Dunnigan’s research project—
”Developing a Comprehensive Training Protocol for Stakeholders Serving Trafficked Youth”—will provide support to Georgia-based stakeholders responding to domestic minor human trafficking (DMST) and the commercial and sexual exploitation of children (CSEC). Stakeholders include, but are not limited to, court and law enforcement entities in Chatham and Gwinnett counties. 

Providing support from a social work and legal perspective, the project aims to develop a human trafficking toolkit for Georgia jurisdictions and offer ongoing support to courts and law enforcement for human trafficking cases. By training law enforcement, social workers, and legal professionals involved in DMST and CSEC cases, the project will improve the quality of services for child trafficking survivors and at-risk youth and their families. UGA faculty Emma Hetherington (Law), Dr. Rachel Fusco (Social Work), and Dr. Jennifer Elkins (Social Work) will serve as co-principal investigators. 

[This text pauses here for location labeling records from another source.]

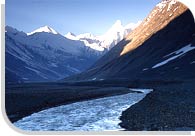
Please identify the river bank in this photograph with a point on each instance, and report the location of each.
(24, 99)
(168, 108)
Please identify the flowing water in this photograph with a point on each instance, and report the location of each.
(94, 115)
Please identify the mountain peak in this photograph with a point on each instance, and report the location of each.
(71, 36)
(117, 24)
(45, 29)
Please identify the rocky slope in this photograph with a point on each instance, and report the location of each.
(44, 55)
(160, 48)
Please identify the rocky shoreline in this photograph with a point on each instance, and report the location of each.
(25, 99)
(167, 108)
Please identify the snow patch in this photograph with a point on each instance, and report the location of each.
(46, 29)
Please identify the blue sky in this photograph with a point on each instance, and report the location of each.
(77, 16)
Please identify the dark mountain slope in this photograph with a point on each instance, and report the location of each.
(169, 28)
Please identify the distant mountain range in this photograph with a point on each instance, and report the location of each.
(108, 40)
(46, 55)
(162, 47)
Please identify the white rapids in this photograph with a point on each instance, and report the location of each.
(93, 115)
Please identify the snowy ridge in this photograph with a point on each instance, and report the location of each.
(115, 34)
(45, 29)
(45, 55)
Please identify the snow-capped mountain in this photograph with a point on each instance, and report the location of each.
(162, 47)
(46, 29)
(44, 55)
(115, 34)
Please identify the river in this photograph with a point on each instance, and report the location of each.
(93, 115)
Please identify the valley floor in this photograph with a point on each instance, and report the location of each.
(24, 99)
(168, 108)
(171, 106)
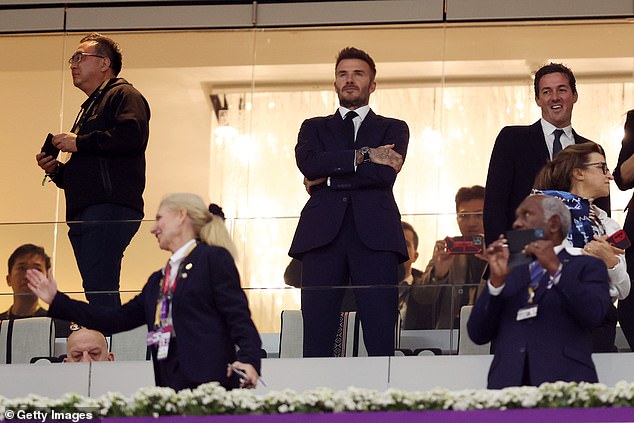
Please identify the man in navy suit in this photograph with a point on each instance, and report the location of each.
(521, 151)
(539, 316)
(350, 231)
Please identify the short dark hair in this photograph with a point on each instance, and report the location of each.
(475, 192)
(555, 68)
(355, 53)
(557, 173)
(29, 250)
(407, 227)
(107, 47)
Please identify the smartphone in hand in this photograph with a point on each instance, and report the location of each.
(49, 148)
(619, 239)
(518, 239)
(465, 244)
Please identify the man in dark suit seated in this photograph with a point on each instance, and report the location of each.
(84, 345)
(459, 273)
(539, 316)
(520, 152)
(349, 232)
(413, 314)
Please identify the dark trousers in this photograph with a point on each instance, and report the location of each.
(326, 271)
(604, 335)
(99, 235)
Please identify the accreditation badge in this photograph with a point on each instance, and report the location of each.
(527, 312)
(164, 335)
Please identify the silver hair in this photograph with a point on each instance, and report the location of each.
(554, 206)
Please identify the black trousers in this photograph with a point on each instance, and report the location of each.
(326, 274)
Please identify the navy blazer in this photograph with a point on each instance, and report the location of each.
(557, 342)
(518, 155)
(210, 315)
(322, 151)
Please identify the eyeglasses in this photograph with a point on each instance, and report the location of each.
(79, 56)
(602, 165)
(470, 215)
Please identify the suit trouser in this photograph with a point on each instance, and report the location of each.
(626, 306)
(99, 238)
(373, 274)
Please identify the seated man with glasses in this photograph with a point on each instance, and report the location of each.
(85, 345)
(25, 303)
(451, 281)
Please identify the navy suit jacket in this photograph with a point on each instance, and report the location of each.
(518, 155)
(557, 342)
(322, 151)
(210, 316)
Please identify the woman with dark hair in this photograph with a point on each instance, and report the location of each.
(624, 178)
(194, 308)
(579, 175)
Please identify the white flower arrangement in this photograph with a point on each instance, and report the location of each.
(211, 398)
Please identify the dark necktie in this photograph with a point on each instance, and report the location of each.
(557, 142)
(348, 125)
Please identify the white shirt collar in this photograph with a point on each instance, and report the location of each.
(361, 111)
(549, 128)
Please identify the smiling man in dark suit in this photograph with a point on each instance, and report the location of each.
(521, 151)
(539, 316)
(350, 231)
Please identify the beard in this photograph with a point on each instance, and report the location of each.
(358, 99)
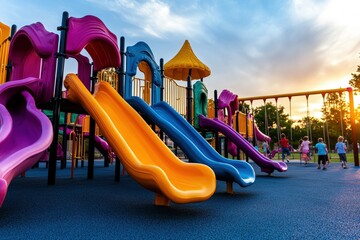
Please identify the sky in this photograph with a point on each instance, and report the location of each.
(253, 47)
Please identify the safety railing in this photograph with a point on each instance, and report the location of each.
(174, 94)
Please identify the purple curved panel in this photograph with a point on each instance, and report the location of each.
(229, 101)
(33, 54)
(89, 32)
(20, 148)
(84, 70)
(260, 135)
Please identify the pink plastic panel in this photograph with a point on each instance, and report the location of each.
(90, 33)
(33, 54)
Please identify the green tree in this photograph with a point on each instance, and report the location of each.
(269, 124)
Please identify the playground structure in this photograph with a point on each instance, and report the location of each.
(307, 94)
(35, 85)
(34, 44)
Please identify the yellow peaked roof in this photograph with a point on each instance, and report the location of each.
(178, 67)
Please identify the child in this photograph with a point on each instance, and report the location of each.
(305, 149)
(340, 148)
(284, 143)
(266, 149)
(322, 153)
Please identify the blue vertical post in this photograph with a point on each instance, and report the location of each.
(91, 148)
(58, 95)
(162, 79)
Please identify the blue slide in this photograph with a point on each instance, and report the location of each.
(267, 165)
(193, 144)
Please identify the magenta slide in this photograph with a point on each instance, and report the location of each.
(267, 165)
(25, 132)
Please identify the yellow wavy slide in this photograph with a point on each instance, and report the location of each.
(146, 158)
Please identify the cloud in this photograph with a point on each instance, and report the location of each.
(155, 18)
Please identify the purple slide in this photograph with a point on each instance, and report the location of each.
(25, 132)
(266, 164)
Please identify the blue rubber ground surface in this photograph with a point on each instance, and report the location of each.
(302, 203)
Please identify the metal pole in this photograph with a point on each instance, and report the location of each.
(57, 100)
(189, 99)
(353, 127)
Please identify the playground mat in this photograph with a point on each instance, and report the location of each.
(302, 203)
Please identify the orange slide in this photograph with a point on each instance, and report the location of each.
(146, 158)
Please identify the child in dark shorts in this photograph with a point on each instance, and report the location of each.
(322, 153)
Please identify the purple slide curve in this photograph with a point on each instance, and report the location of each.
(25, 132)
(266, 164)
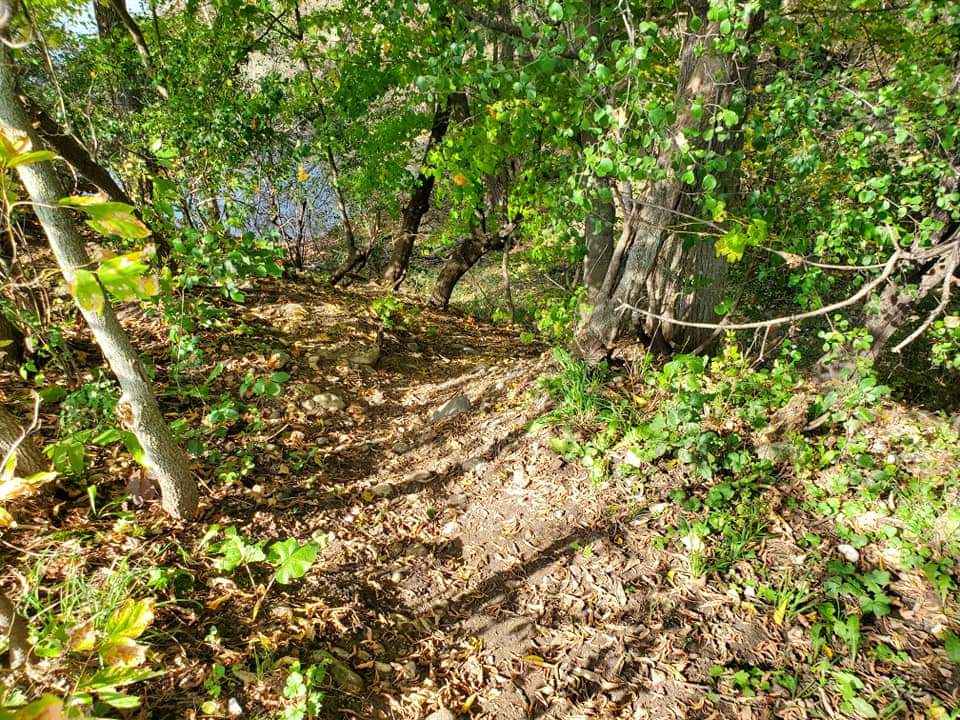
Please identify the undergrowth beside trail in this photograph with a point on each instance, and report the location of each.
(829, 510)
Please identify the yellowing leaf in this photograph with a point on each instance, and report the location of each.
(82, 637)
(123, 652)
(779, 613)
(130, 619)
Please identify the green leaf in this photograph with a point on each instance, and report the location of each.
(604, 167)
(107, 217)
(47, 707)
(290, 559)
(862, 708)
(131, 619)
(731, 245)
(952, 644)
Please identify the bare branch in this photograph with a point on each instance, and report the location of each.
(888, 269)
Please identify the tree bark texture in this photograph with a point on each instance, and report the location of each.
(14, 627)
(30, 459)
(138, 407)
(658, 262)
(419, 202)
(67, 147)
(12, 344)
(466, 255)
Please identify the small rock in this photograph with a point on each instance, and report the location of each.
(293, 311)
(777, 453)
(341, 673)
(368, 357)
(279, 359)
(420, 476)
(308, 389)
(452, 407)
(442, 714)
(471, 464)
(849, 553)
(382, 490)
(329, 401)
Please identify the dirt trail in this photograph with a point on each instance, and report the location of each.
(466, 568)
(469, 568)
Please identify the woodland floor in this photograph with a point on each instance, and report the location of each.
(466, 566)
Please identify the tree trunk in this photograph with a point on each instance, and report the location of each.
(12, 344)
(14, 628)
(107, 18)
(120, 8)
(138, 406)
(660, 263)
(462, 259)
(67, 147)
(419, 201)
(30, 459)
(598, 236)
(901, 296)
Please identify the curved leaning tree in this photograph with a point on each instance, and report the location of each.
(123, 277)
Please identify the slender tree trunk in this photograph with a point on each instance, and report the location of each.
(30, 459)
(461, 260)
(11, 344)
(900, 296)
(598, 235)
(67, 147)
(419, 201)
(138, 406)
(14, 628)
(661, 263)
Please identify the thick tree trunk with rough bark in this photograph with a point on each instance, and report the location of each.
(137, 407)
(30, 459)
(660, 263)
(419, 202)
(598, 238)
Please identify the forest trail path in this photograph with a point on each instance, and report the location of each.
(468, 568)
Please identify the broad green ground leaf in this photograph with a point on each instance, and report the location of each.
(290, 559)
(236, 551)
(952, 643)
(47, 707)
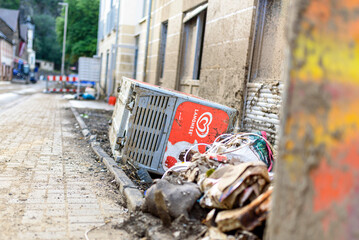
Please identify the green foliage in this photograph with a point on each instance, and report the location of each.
(45, 43)
(10, 4)
(43, 14)
(81, 29)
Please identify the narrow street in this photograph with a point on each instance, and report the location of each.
(51, 185)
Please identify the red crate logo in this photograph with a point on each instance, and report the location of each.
(193, 123)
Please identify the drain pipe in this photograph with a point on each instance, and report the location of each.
(147, 39)
(249, 70)
(114, 56)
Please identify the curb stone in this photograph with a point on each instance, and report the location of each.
(134, 197)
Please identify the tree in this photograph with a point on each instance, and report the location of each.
(81, 29)
(10, 4)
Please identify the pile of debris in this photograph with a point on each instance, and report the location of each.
(231, 182)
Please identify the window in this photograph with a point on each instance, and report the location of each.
(267, 58)
(137, 39)
(106, 68)
(193, 35)
(144, 7)
(161, 57)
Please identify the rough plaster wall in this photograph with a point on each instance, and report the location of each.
(226, 51)
(316, 185)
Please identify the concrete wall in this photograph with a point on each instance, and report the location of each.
(317, 173)
(226, 51)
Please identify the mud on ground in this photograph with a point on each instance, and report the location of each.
(98, 122)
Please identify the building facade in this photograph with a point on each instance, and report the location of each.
(231, 52)
(6, 58)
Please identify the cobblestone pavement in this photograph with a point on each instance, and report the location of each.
(51, 186)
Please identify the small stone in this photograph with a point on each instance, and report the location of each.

“The CenHTRO Faculty Research Seed Grants on Human Trafficking in the U.S. and Across the Globe builds on our work to enhance human trafficking across implementation science across the globe,” said Dr. David Okech, CenHTRO director and professor of social work. 

“We already support external researchers to do research in Costa Rica, Brazil, Morocco, Pakistan, Tanzania, and Tunisia. This opportunity, through the UGA Provost's Office, enables us to use those lessons in helping junior or mid-level domestic researchers to do work in the U.S.,” Okech said. “We congratulate Dr. Dunnigan and Dr. Morrissey Stahl for the award and look forward to supporting them as they expand their research efforts in the U.S.”